Your implementation must pass this portion of the evaluation. If you fail any of these checks, then the submission is scored as zero. No partial credit will be given.

We will evaluate you on the ChickenFarm benchmark with hidden new scenarios.


If your submission satisfies the correctness checks, then your points will further be adjusted based on the difference of the performance (latency) between your implementation and the TA's implementation.

Specifically, your final grade is based on how much faster/slower you are than our reference implementation:

Difference Your Grade
>120% 110%
110-119% 100%
100-109% 90%
90-99% 80%
80-89% 70%
70-79% 60%
<70% 0%

Late Policy

10% will deducted from the final score of the project for every 24-hour period that the assignment is late.

Only in extreme circumstances (e.g., medical emergencies) no-penalty extensions will be granted. The student is required to provide written documentation (e.g., from their advisor or from University Health Services). Please contact the instructor if you have any questions.


Comment out or remove log statements in your submission, otherwise Gradescope will crash.

If you are using PGXS,

  1. Go to your extension folder,
    cd cmudb/extensions/db721_fdw
  2. Zip the files, (don't forget,
    zip -r *
  3. And submit that zip to gradescope.

Otherwise, if you are not using PGXS, you must zip up a Makefile that supports:

  1. make install -- this must write the following files.
  2. make clean -- this doesn't have to do anything.

Either way, you must submit your source code and any special compilation instructions.

You can submit your zip to Gradescope. There is no submission limit. Your final score will only be adjusted in exceptional cases (e.g., did not do the optimizations).

Important: Use the Gradescope course code announced on Piazza.

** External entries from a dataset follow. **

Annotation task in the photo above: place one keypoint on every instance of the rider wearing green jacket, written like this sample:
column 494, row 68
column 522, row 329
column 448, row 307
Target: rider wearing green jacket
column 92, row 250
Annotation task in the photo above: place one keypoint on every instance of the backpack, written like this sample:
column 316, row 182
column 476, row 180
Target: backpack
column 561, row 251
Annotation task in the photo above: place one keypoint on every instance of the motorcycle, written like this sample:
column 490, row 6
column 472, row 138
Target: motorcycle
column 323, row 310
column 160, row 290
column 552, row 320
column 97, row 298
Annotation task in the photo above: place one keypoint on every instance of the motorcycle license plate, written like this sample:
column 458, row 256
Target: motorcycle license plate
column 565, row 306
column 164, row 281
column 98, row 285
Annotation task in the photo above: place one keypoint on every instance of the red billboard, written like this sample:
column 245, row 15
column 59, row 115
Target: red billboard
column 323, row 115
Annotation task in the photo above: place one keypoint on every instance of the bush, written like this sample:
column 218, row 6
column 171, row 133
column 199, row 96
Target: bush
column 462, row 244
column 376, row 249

There is a Gradescope submission site available to non-CMU students (Entry Code: BBY8VB).

Collaboration Policy

  • Every student has to work individually on this assignment.
  • Students are allowed to discuss high-level details about the project with others.
  • Students are not allowed to copy the contents of a white-board after a group meeting with other students.
  • Students are not allowed to copy the solutions from another colleague.

WARNING: All of the code for this project must be your own. You may not copy source code from other students or other sources that you find on the web. Plagiarism will not be tolerated. See CMU's Policy on Academic Integrity for additional information.